The Langham Hotel is a five-star hotel in Auckland, New Zealand. Formerly named the Sheraton Auckland Hotel & Towers, it occupies the historic site of Partington's Windmill, a local landmark until its demolition in 1950.

In May 1850, Charles Partington purchased land in Symonds Street for £200, and commenced the construction of “the new Windmill” at a cost of £2000. In August 1851 the first flour was advertised for sale. Partington, an immigrant from Oxfordshire in England, had arrived in 1847. He had previously been in partnership with John Bycroft and together they took over the Epsom Mill that stood in St Andrews Road (part of which has been renamed Windmill Road in memory of that structure which was demolished in the 1920s). The partnership lasted until December 1849.

The Symonds Street windmill was built in 1850 using bricks made on the site from clay dug nearby. In 1856 an important sideline was introduced - the baking of biscuits - using equipment specially imported from Reading, Berkshire in the United Kingdom, presumably from Huntley & Palmer's who already baked biscuits there. The business was renamed the Victoria Flour Mills and Steam Biscuit Factory.

During the New Zealand wars (1861 to 1866), four firearms were always kept in the mill which was located in a strategic position on the southern edge of the Town of Auckland. As it happened Auckland was never directly threatened by the Māori at any time during the conflict. During the wars, Charles Partington served with the British cavalry and the mill supplied the troops with food, chiefly biscuits, but also flour and crushed corn.

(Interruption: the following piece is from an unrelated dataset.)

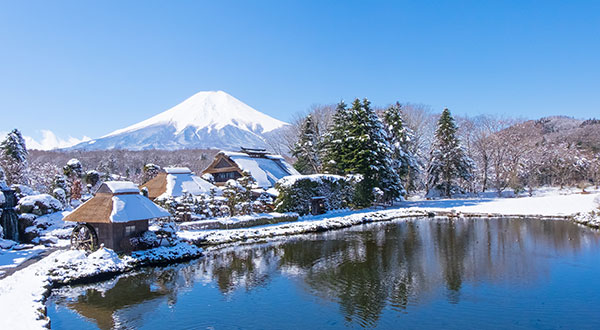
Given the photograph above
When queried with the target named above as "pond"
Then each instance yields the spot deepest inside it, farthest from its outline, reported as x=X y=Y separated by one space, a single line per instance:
x=477 y=273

By 1873 the biscuit making machinery had been relocated to the Riverhead mill and at least some of the land around the Symonds Street mill had been sold off as building sites. Shops were erected along Symonds Street and houses on the other three boundary roads leaving the windmill in the centre of the block accessed by a lane called at various times Mill lane or Partington street.

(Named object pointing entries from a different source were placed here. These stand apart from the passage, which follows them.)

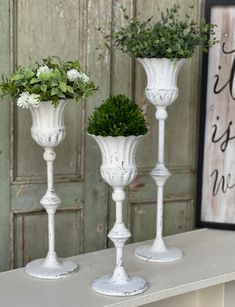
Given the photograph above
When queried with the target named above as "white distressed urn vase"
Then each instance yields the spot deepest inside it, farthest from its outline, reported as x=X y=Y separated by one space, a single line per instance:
x=161 y=91
x=119 y=169
x=48 y=130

Charles Partington died in 1877, apparently leaving his family affairs in disarray. His sons continued in the business and Joseph Partington took over the Symonds Street mill. In 1892 there was a Supreme Court Hearing, and a Mr Evans received title over part of the land, probably through mortgage default. In June 1895, Joseph Partington took out a 10-year lease from Evans. Two years later Evans sold his property to James Wilkinson who served Partington with notice to quit.